Attractive Qualities.—However agreeable this bird may be in the room, from its good humour, agility, gaiety, and song, it does not deserve the name of winter nightingale, which it bears in some places; its song is too simple and short; it is a little couplet, composed of a strain of the lark and one of the wren. The sounds tchondi, hondi, hondi are repeated frequently and for a long time, always descending a sixth, and gradually diminishing in power. This song is accompanied with an uninterrupted movement of the wings and tail, and lasts through the year, except at the moulting season. Some young ones, reared in confinement, will, if placed beside a fine singing bird, learn enough of its song to embellish their own. But, whatever may be asserted on the subject, they never succeed in imitating the nightingale. When the dunnock disputes with its fellow captives for a place or for food its anger evaporates in a song, like the crested lark and the wagtail.
THE RED-BREAST.
Motacilla rubecula, Linnæus; Le Rouge-gorge, Buffon; Das Rothkelchen, Bechstein.
The red-breast is almost universally known in Europe. It is five inches and three quarters long, two and a quarter of which belong to the tail. The beak is five lines in length, and horn brown, with the lower base and the inside yellow; the iris is deep brown; the shanks, eleven lines in height, are of the same colour; the forehead, cheeks, and under part of the body, from the beak to the bottom of the breast, are orange red; the upper part of the body and the wing-coverts dingy olive; the first wing-coverts have at their tip a little triangular spot.

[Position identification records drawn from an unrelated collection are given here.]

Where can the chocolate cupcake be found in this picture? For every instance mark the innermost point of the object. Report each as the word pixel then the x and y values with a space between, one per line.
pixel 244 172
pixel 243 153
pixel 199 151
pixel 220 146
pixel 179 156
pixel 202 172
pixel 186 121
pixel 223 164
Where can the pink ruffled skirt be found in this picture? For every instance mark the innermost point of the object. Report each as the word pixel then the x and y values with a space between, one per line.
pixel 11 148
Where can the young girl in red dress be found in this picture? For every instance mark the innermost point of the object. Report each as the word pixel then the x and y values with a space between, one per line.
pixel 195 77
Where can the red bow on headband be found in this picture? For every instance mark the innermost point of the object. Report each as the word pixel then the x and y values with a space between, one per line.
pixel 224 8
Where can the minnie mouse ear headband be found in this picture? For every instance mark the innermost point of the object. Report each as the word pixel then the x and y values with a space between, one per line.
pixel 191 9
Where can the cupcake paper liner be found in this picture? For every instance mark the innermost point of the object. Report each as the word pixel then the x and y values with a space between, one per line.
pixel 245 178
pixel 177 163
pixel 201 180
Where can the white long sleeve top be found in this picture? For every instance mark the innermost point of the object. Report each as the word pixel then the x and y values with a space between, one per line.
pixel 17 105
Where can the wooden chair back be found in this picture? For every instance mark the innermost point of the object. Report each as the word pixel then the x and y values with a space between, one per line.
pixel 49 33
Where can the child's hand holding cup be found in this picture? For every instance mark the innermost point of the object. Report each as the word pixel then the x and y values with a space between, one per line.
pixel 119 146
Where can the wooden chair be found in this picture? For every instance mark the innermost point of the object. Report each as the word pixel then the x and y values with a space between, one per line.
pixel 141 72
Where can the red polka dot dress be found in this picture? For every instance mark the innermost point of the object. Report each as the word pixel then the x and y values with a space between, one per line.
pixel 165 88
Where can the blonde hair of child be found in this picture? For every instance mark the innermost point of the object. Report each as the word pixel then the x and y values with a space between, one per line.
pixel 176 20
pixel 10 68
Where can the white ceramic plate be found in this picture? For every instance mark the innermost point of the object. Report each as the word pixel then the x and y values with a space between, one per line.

The female, which is rather smaller, is not so orange-coloured on the forehead, and this colour is not so bright upon the breast; the shanks are a purplish brown; yellow spots are almost always absent from the wing-coverts; the old females alone having very small yellow marks.
The males of the first year, which are caught in the spring, very much resemble the females: they have but very small yellow spots, and sometimes none; the breast is saffron yellow; but the feet are the distinguishing mark, being always very dark brown.
This species has varieties, as the white red-breast and the variegated red-breast. In confinement, by sometimes removing successively the quill-feathers and tail-feathers out of the moulting season, they will at last be replaced by white ones. These birds are very pretty; I have had several in this way, but I have observed that these last feathers are so weak and delicate that they are easily injured and broken. This repeated operation must give pain to the little creatures, on which account it should be avoided.
Habitation.—When wild, these birds are found in abundance during the period of migration, on hedges and bushes, but in summer they must be sought in the woods. “This retreat,” it has been said, “is necessary to their happiness: the male is engrossed with the society of his mate, all other company is troublesome; he pursues eagerly the birds of his species, and drives them from the district he has chosen for himself; the same bush never contains two pairs of these birds.” The red-breasts return to us (in Germany) about the middle of March[92]; they stop for about a fortnight in the hedges, and then proceed into the woods. In October they return towards the bushes, which they busily search as they travel, and proceed gradually to their destination. Some delay their departure till November, some will even remain here and there throughout the winter, but generally to their cost, as their life is usually sacrificed by these delays. Necessity then forces them to draw near to houses, dunghills, and stables, where they are generally caught by men or cats, or die of hunger and cold if the frost is long and severe, and the snow deep. Care must be taken in hard weather not to transport them suddenly into a warm room, the rapid change from cold to heat invariably kills them. They should at first be put in a cold room, and be gradually accustomed to warm air; with these precautions they will do as well as those which are caught in the autumn or spring.